Yes, that's by design. The compiler has no special knowledge about the
ptrint or ptruint types. It is almost impossible to fix all hints for
non-trivial programs, and they only exist to help find possibly
suspicious locations in code (and typecasting an integer into a
pointer is such an expression). You can always disable a particular
hint with -vqXXX if you are not interested in it.
I have no issue with the hint. I understand Ptr(u)Int are no different
from all other int types. Just aliases.
I now see that I get the warning, if the type-to-be-casted is 64 bit and
I am on a 32bit system.
program Project1;
{$mode objfpc}{$H+}
var
p: Pointer;
a: int64; //qword;
begin
p := Pointer(a);
end.
project1.lpr(7,8) Warning: Conversion between ordinals and pointers is
not portable
Yet what I do not understand, is why I get that message as warning (as
opposed to a hint). If I understand it right (I have not tested, maybe
it gives a warning on 64 bit target too, if so ignore the rest), and I
compile for a 64bit target, then it downgrades to a hint again?

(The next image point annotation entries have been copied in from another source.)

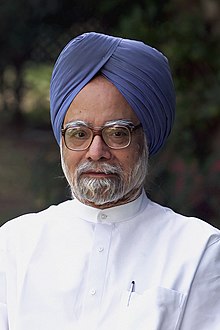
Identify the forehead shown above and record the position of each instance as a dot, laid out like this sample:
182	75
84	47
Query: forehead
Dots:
99	102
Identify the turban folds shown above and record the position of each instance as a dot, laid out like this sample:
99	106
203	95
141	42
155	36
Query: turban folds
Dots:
139	72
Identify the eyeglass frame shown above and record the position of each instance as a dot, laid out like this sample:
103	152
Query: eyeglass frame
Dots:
98	131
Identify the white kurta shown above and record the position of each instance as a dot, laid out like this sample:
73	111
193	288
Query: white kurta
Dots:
72	267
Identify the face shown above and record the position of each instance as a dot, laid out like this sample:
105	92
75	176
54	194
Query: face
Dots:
100	176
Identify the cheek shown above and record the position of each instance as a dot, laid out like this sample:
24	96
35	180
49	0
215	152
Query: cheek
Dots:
71	159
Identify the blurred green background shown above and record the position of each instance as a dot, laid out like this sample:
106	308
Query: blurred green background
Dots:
186	174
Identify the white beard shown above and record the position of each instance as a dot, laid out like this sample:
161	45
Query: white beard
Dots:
101	191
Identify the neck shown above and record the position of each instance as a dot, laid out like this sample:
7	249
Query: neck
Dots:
130	197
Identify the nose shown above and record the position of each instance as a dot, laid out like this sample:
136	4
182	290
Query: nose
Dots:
98	149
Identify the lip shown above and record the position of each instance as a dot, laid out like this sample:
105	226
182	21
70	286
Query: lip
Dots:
98	174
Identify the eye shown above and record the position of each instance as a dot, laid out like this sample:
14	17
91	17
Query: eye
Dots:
118	132
78	133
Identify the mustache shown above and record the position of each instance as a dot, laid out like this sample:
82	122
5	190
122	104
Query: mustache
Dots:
105	168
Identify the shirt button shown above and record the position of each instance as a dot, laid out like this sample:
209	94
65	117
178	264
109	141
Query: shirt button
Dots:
92	292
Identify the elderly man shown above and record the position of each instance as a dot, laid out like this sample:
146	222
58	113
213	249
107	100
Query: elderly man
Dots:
110	258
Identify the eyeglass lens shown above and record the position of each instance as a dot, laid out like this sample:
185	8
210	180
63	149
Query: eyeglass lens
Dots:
80	137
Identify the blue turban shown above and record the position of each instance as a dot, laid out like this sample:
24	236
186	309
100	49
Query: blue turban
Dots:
139	72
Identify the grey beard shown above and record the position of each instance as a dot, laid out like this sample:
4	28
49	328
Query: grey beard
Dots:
107	190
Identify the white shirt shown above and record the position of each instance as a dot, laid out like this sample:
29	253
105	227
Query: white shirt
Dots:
72	267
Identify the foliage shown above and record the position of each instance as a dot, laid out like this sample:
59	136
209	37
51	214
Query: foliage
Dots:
187	32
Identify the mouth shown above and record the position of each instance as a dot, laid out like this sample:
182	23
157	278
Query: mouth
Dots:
98	175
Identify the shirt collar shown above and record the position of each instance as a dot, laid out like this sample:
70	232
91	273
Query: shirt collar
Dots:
115	214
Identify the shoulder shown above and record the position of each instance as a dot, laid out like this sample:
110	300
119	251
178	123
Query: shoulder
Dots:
181	227
29	226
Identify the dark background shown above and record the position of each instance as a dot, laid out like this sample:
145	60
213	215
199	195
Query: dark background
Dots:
186	174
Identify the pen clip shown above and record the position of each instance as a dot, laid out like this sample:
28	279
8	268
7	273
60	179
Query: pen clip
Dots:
132	289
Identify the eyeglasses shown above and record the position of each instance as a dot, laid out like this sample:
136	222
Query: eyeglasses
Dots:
79	137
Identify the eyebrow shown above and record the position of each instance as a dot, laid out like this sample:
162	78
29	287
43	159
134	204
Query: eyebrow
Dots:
108	123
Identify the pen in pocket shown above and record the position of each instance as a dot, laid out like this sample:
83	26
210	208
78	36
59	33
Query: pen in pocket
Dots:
132	289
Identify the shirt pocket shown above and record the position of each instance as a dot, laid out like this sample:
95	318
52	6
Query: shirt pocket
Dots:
155	309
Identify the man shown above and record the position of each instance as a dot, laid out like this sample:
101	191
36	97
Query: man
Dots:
110	258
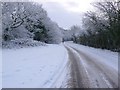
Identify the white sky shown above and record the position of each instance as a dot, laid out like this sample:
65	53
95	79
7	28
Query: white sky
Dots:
66	12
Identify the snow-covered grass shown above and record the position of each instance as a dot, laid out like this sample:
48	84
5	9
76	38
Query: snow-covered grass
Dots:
35	67
106	56
21	43
0	68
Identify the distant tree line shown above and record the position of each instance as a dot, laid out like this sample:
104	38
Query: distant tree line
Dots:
28	20
102	28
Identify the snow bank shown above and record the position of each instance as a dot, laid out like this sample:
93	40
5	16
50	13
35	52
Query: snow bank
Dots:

The only difference is, that in the above example, if compiled for a 32
bit system, I already may have broken code. But then what it actually
means is that I should get warning about a truncating the value.
b := byte(a);
Gives no warning at all.
It also truncates the warning. What is then special about potentially
truncating a value by using pointer(a)? If "pointer(a)" is worth a
warning (instead of a hint, why isn't byte(a)?
---
Not saying it needs to change. But trying to figure out the reason behind.